Le aquile lasciano Bilbo e
compagni su un alto pinnacolo di roccia, dal quale si intravede in lontananza
la Montagna Solitaria. Thorin abbraccia Bilbo, ringraziandolo per avergli
salvato la vita, e confessando al piccolo hobbit di essersi sbagliato sul suo
conto. Bilbo è felice di vedere il suo valore riconosciuto da Thorin, e volgendo
lo sguardo sulla Montagna Solitaria, afferma che il peggio è passato. Un’affermazione
un po’ azzardata, considerando che l’ultima inquadratura è per l’occhio del
drago Smaug, che si spalanca all’improvviso …
Se mi avete seguito fino a qui
siete degli eroi. Tirando le somme, le differenze tra il film e il libro sono
tante. Alcune sono giustificate da un’esigenza di semplificazione, che il
purista può non gradire, ma che si spera riesca almeno a comprendere. Altre
differenze sono minime, non cambiano davvero lo stato delle cose, come la scena
dei troll, ma servono ad offrire un po’ più di azione al film. Le modifiche più
impegnative sono quelle che vanno nella direzione di fondere Lo Hobbit e il
Signore degli Anelli in un’unica grande storia, con le radici della vecchia
trilogia che affondano pesantemente in quella nuova. E’ una scelta che può
essere condivisibile o meno, solo alla fine di tutti e tre i film si potrà dare
un vero giudizio. Al di là del personale fastidio che posso provare nel vedere
cambiati o manipolati certi eventi (se non proprio creati ex-novo), l’intento di
saldare Lo Hobbit e il Signore degli Anelli in un'unica grande saga ha per
adesso comportato una sola conseguenza, ovvero quella di tirare fuori una
trilogia di film da un libro di appena 300 pagine. Una storia che poteva essere
raccontata in uno, al massimo due film, è stata stiracchiata su tre film di
quasi tre ore ciascuno. Considerando che il primo film arriva da solo a metà
libro, è abbastanza chiaro cosa potremo trovare negli altri due film …
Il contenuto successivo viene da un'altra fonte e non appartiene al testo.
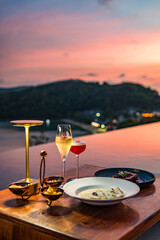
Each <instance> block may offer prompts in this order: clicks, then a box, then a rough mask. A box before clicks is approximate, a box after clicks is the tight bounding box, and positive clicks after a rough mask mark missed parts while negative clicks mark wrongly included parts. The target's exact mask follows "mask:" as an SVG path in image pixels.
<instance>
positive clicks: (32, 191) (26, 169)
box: [11, 120, 43, 195]
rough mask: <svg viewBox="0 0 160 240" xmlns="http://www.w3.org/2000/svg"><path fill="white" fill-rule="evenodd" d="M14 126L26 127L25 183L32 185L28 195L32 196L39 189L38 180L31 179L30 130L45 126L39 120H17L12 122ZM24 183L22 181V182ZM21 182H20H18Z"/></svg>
mask: <svg viewBox="0 0 160 240" xmlns="http://www.w3.org/2000/svg"><path fill="white" fill-rule="evenodd" d="M11 124H12V125H13V126H17V127H24V128H25V140H26V178H25V179H23V181H24V182H27V183H30V185H31V187H30V188H29V190H28V192H27V193H26V195H30V194H31V193H33V191H36V189H37V188H38V185H39V184H38V180H37V179H31V178H30V177H29V128H30V127H33V126H40V125H42V124H43V121H39V120H16V121H11ZM20 181H22V180H20ZM18 182H19V181H18Z"/></svg>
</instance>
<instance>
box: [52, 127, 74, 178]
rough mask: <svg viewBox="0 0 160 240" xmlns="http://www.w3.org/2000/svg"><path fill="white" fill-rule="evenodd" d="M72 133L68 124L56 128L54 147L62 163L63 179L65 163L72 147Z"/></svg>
mask: <svg viewBox="0 0 160 240" xmlns="http://www.w3.org/2000/svg"><path fill="white" fill-rule="evenodd" d="M72 141H73V139H72V132H71V126H70V125H69V124H59V125H58V126H57V134H56V139H55V142H56V145H57V148H58V150H59V153H60V155H61V159H62V162H63V177H64V179H65V161H66V158H67V156H68V153H69V150H70V147H71V145H72Z"/></svg>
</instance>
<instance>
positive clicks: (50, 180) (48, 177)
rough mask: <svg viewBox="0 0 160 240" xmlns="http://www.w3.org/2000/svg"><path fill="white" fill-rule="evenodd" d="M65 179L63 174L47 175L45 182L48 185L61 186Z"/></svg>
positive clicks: (50, 185)
mask: <svg viewBox="0 0 160 240" xmlns="http://www.w3.org/2000/svg"><path fill="white" fill-rule="evenodd" d="M63 181H64V178H63V177H61V176H49V177H45V179H44V183H45V185H46V186H52V187H59V186H60V185H61V184H62V183H63Z"/></svg>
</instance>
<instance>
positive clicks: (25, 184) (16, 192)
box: [8, 182, 30, 196]
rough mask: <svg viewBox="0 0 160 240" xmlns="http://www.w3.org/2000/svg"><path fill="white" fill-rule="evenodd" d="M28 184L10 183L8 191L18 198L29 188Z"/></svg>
mask: <svg viewBox="0 0 160 240" xmlns="http://www.w3.org/2000/svg"><path fill="white" fill-rule="evenodd" d="M29 186H30V184H29V183H26V182H17V183H10V184H9V185H8V189H9V190H10V191H11V192H12V193H14V194H16V195H19V196H22V195H23V194H24V193H25V192H26V191H27V190H28V188H29Z"/></svg>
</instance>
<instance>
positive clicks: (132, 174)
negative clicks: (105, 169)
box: [112, 171, 138, 182]
mask: <svg viewBox="0 0 160 240" xmlns="http://www.w3.org/2000/svg"><path fill="white" fill-rule="evenodd" d="M112 177H113V178H122V179H124V180H129V181H131V182H136V181H137V180H138V174H136V173H132V172H127V171H119V172H118V173H117V174H116V175H114V176H112Z"/></svg>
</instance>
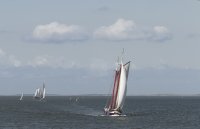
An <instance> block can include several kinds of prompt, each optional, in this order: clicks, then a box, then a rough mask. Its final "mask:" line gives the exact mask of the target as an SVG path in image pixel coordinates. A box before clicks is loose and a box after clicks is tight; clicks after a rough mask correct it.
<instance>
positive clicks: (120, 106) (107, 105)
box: [104, 53, 130, 116]
mask: <svg viewBox="0 0 200 129" xmlns="http://www.w3.org/2000/svg"><path fill="white" fill-rule="evenodd" d="M122 54H123V53H122ZM122 60H123V59H122V57H121V62H119V61H118V65H117V68H116V70H115V78H114V86H113V91H112V96H111V98H110V100H109V101H108V103H107V104H106V106H105V108H104V113H105V115H108V116H122V108H123V105H124V101H125V97H126V91H127V80H128V74H129V67H130V61H129V62H127V63H125V64H124V63H123V62H122Z"/></svg>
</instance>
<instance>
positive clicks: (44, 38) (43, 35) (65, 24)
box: [32, 22, 88, 42]
mask: <svg viewBox="0 0 200 129" xmlns="http://www.w3.org/2000/svg"><path fill="white" fill-rule="evenodd" d="M32 36H33V40H36V41H40V42H65V41H81V40H86V39H87V38H88V35H87V33H86V31H85V30H84V29H83V28H81V27H80V26H77V25H66V24H60V23H58V22H52V23H49V24H46V25H38V26H36V27H35V29H34V30H33V35H32Z"/></svg>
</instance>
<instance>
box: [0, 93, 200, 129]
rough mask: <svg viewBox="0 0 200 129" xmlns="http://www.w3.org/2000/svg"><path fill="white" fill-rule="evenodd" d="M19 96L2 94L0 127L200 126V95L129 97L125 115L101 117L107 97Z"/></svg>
mask: <svg viewBox="0 0 200 129" xmlns="http://www.w3.org/2000/svg"><path fill="white" fill-rule="evenodd" d="M19 98H20V96H0V128H3V129H16V128H19V129H200V97H127V99H126V102H125V106H124V114H126V116H124V117H107V116H101V115H102V114H103V107H104V106H105V103H106V101H107V98H106V97H97V96H89V97H86V96H80V97H79V98H78V99H77V97H75V96H72V97H69V96H65V97H64V96H51V97H49V96H47V98H46V101H35V100H33V99H32V97H30V96H24V98H23V100H22V101H19ZM76 99H77V100H76Z"/></svg>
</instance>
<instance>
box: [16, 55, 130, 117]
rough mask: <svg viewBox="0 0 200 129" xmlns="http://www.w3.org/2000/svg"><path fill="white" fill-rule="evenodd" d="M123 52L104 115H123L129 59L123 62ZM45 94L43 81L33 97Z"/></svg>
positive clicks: (116, 73) (42, 99)
mask: <svg viewBox="0 0 200 129" xmlns="http://www.w3.org/2000/svg"><path fill="white" fill-rule="evenodd" d="M123 53H124V52H123ZM123 53H122V56H121V60H120V61H119V59H118V63H117V67H116V69H115V76H114V84H113V89H112V93H111V97H110V99H109V101H108V103H107V104H106V106H105V107H104V115H107V116H124V115H123V114H122V108H123V106H124V102H125V98H126V92H127V81H128V75H129V67H130V61H128V62H127V63H123ZM45 94H46V91H45V83H44V82H43V86H42V88H37V89H36V91H35V93H34V96H33V98H34V99H36V100H43V99H45ZM23 96H24V95H23V93H22V94H21V97H20V99H19V100H20V101H21V100H23ZM78 99H79V98H78V97H77V98H76V101H78ZM70 100H71V97H70Z"/></svg>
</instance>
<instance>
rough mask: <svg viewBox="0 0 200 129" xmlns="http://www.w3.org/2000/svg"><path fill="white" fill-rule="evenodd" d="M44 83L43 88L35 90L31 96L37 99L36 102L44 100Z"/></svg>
mask: <svg viewBox="0 0 200 129" xmlns="http://www.w3.org/2000/svg"><path fill="white" fill-rule="evenodd" d="M45 92H46V91H45V83H43V87H42V88H37V89H36V91H35V94H34V96H33V98H34V99H37V100H42V99H45V94H46V93H45Z"/></svg>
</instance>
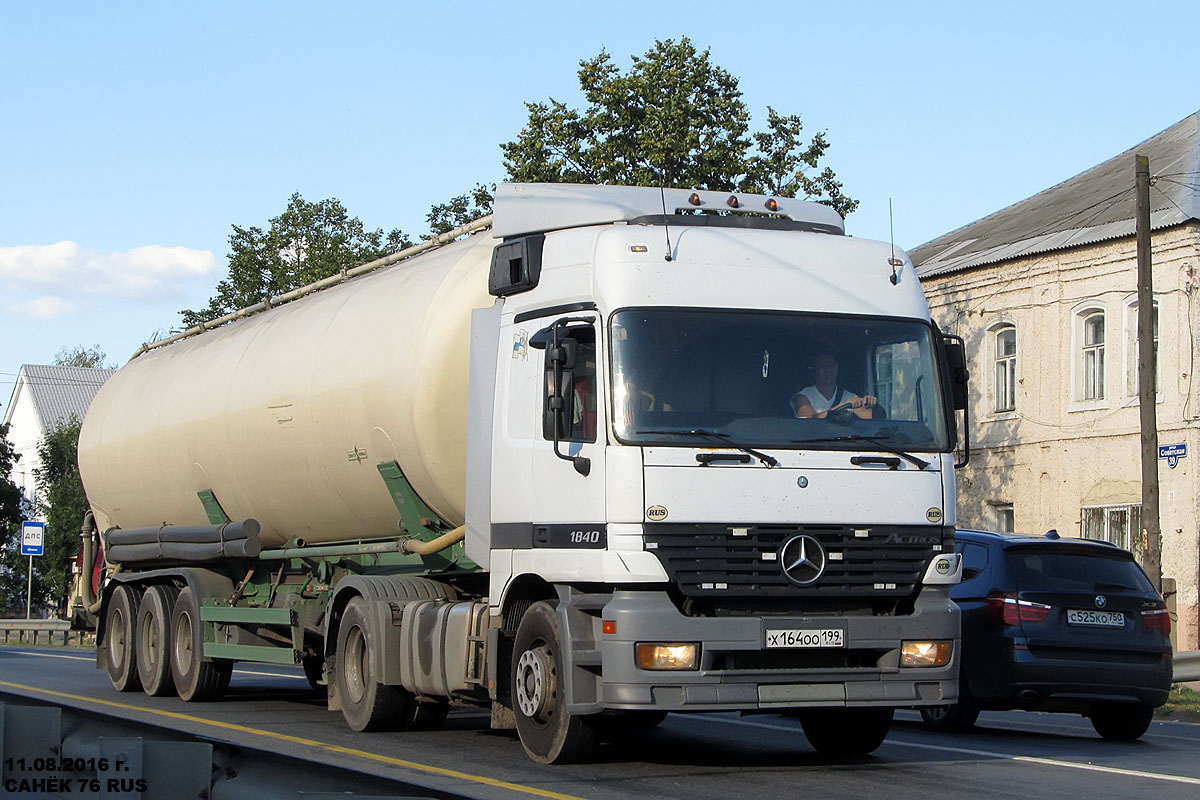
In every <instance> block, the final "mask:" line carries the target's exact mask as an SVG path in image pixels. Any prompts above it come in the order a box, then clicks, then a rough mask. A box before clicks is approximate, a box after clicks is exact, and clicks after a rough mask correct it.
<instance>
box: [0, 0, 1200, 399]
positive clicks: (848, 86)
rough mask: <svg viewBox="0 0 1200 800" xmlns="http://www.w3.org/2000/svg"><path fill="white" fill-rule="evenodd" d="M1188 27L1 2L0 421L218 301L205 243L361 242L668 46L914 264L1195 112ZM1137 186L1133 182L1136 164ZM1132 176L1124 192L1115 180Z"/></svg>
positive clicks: (848, 13)
mask: <svg viewBox="0 0 1200 800" xmlns="http://www.w3.org/2000/svg"><path fill="white" fill-rule="evenodd" d="M1198 29H1200V4H1196V2H1194V1H1193V2H1174V1H1168V2H1157V4H1153V5H1148V6H1146V7H1145V8H1138V7H1130V6H1129V5H1128V4H1121V2H1078V4H1075V2H1067V4H1048V2H1044V1H1043V2H1021V1H1015V2H1004V4H990V5H989V4H966V2H962V4H949V2H947V4H902V2H877V4H876V2H858V4H856V2H840V4H828V2H827V4H811V2H791V4H751V2H703V1H696V2H691V4H683V5H680V4H662V5H661V6H658V5H650V4H637V2H623V1H610V2H604V4H586V5H584V4H569V2H556V4H541V2H527V4H505V5H498V4H474V2H462V4H455V5H454V6H452V7H445V10H443V7H432V5H430V4H421V5H409V4H402V2H366V1H349V2H338V4H328V2H326V4H320V2H250V1H244V2H187V4H182V2H152V4H140V2H104V4H97V2H49V1H46V2H28V1H25V0H0V404H5V403H7V398H8V392H10V391H11V387H12V381H13V378H14V375H16V372H17V369H18V367H19V366H20V365H22V363H48V362H50V360H52V359H53V357H54V354H55V353H56V351H58V350H59V349H61V348H64V347H74V345H92V344H98V345H100V347H101V349H103V350H104V351H106V353H107V354H108V359H109V361H113V362H118V363H124V361H125V360H126V359H127V357H128V356H130V355H131V354H132V351H133V350H134V349H136V348H137V347H138V345H139V344H140V343H142V342H143V341H146V339H150V338H152V337H154V336H155V332H156V331H161V330H166V329H169V327H172V326H175V325H178V324H179V318H178V315H176V313H175V312H178V311H179V309H180V308H185V307H196V306H200V305H204V303H205V302H206V299H208V297H209V296H210V295H211V294H212V288H214V287H215V284H216V282H217V281H218V279H220V278H221V277H222V276H223V275H224V264H226V255H227V253H228V248H227V241H228V235H229V230H230V224H234V223H236V224H239V225H265V224H266V222H268V219H269V218H270V217H272V216H276V215H278V213H280V212H281V211H282V210H283V209H284V206H286V204H287V199H288V197H289V196H290V194H292V193H293V192H300V193H301V194H302V196H304V197H305V198H306V199H308V200H319V199H324V198H330V197H334V198H337V199H340V200H341V201H342V203H343V204H344V205H346V206H347V209H348V210H349V211H350V213H352V215H355V216H358V217H360V218H361V219H362V221H364V223H366V224H367V225H368V227H370V228H384V229H391V228H397V227H398V228H401V229H402V230H404V231H406V233H408V234H409V235H410V236H414V237H415V236H420V235H422V234H424V233H425V231H426V223H425V213H426V212H427V210H428V206H430V205H431V204H433V203H439V201H444V200H445V199H448V198H450V197H452V196H455V194H458V193H462V192H466V191H467V190H469V188H470V187H472V186H474V184H475V182H478V181H482V182H491V181H496V180H500V179H502V178H503V176H504V170H503V166H502V158H500V151H499V146H498V145H499V144H500V143H502V142H508V140H510V139H514V138H515V137H516V136H517V133H518V132H520V130H521V127H522V125H523V122H524V120H526V109H524V106H523V103H524V102H526V101H540V100H545V98H547V97H553V98H556V100H560V101H564V102H566V103H569V104H571V106H576V107H581V106H582V98H581V97H580V94H578V83H577V79H576V70H577V66H578V61H580V60H581V59H584V58H590V56H593V55H595V54H596V53H599V52H600V50H601V49H606V50H607V52H608V53H611V54H612V55H613V58H614V61H616V64H617V65H618V66H620V67H622V68H623V70H624V68H626V67H628V66H629V64H630V55H632V54H642V53H644V52H646V50H647V49H648V48H649V47H652V46H653V43H654V40H655V38H660V40H662V38H674V40H678V38H679V37H680V36H689V37H690V38H691V40H692V41H694V42H695V43H696V44H697V46H700V47H701V48H704V47H707V48H710V49H712V58H713V60H714V62H715V64H718V65H720V66H721V67H724V68H726V70H728V71H730V72H732V73H733V74H734V76H737V77H738V78H739V79H740V88H742V91H743V94H744V98H745V101H746V103H748V106H749V108H750V110H751V113H752V114H754V115H755V119H754V127H755V128H756V130H757V128H758V127H761V126H763V125H764V119H766V109H767V106H768V104H770V106H773V107H774V108H775V109H776V110H779V112H781V113H798V114H800V115H802V116H803V118H804V122H805V128H806V131H808V132H809V133H812V132H816V131H824V132H826V133H827V137H828V139H829V142H830V143H832V148H830V150H829V152H828V155H827V158H826V162H824V163H827V164H828V166H830V167H832V168H833V169H834V170H835V172H836V174H838V176H839V178H840V179H841V180H842V182H844V184H845V191H846V193H847V194H850V196H851V197H853V198H856V199H858V200H859V201H860V206H859V209H858V211H856V212H854V213H852V215H851V216H850V217H848V219H847V230H848V233H851V234H853V235H856V236H864V237H872V239H887V237H888V200H889V199H890V200H892V203H893V206H894V224H895V240H896V243H898V245H900V246H902V247H908V248H911V247H916V246H917V245H920V243H923V242H925V241H928V240H930V239H934V237H936V236H938V235H941V234H943V233H947V231H949V230H953V229H955V228H959V227H961V225H964V224H966V223H970V222H972V221H974V219H977V218H979V217H983V216H985V215H988V213H991V212H992V211H996V210H1000V209H1001V207H1004V206H1007V205H1009V204H1012V203H1015V201H1018V200H1021V199H1024V198H1026V197H1028V196H1031V194H1033V193H1036V192H1038V191H1042V190H1043V188H1046V187H1049V186H1051V185H1054V184H1056V182H1058V181H1062V180H1064V179H1067V178H1070V176H1072V175H1075V174H1078V173H1080V172H1082V170H1084V169H1087V168H1088V167H1091V166H1093V164H1096V163H1099V162H1100V161H1104V160H1106V158H1110V157H1112V156H1115V155H1117V154H1118V152H1122V151H1123V150H1127V149H1128V148H1132V146H1134V145H1135V144H1136V143H1139V142H1141V140H1144V139H1146V138H1148V137H1151V136H1153V134H1154V133H1157V132H1159V131H1162V130H1163V128H1166V127H1169V126H1170V125H1174V124H1175V122H1177V121H1178V120H1181V119H1183V118H1186V116H1188V115H1189V114H1193V113H1195V112H1196V110H1198V109H1200V90H1198V89H1196V84H1195V80H1194V62H1195V55H1194V52H1193V50H1194V46H1193V41H1194V36H1195V31H1196V30H1198ZM1151 168H1152V169H1153V164H1151ZM1132 180H1133V167H1132V166H1130V181H1132ZM0 410H2V409H0Z"/></svg>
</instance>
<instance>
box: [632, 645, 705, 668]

la conclusione è che secondo te gli altri due film rischiano di difettare della storia?
RispondiEliminaEsattamente! Con già metà libro utilizzato soltanto nel primo film, Peter Jackson dovrà raschiare il fondo del barile degli scritti di Tolkien per riempire gli altri due film!
RispondiEliminaLa battaglia dei Cinque Eserciti occuperà buona parte del terzo film!!! Comunque, facezie a parte, nel libro secondo me di materiale ce n'è parecchio per farci altri due film. L'attraversamento di Bosco Atro per esempio, potrebbe rappresentare quasi una pellicola a se: l'incontro scontro coi ragni, la prigionia presso gli Elfi Silvani, la fuga nei barili e l'arrivo a Pontelagolungo fanno giá mezzo secondo capitolo. Se il buon Jackson poi ci inserisce altre scene propedeutiche al Signore degli Anelli il "due" è fatto. Ah, e prima c'è pure l'incontro con Beorn! Vuoi che non gli facciano fare una scena di sane mazzate contro i Mannari?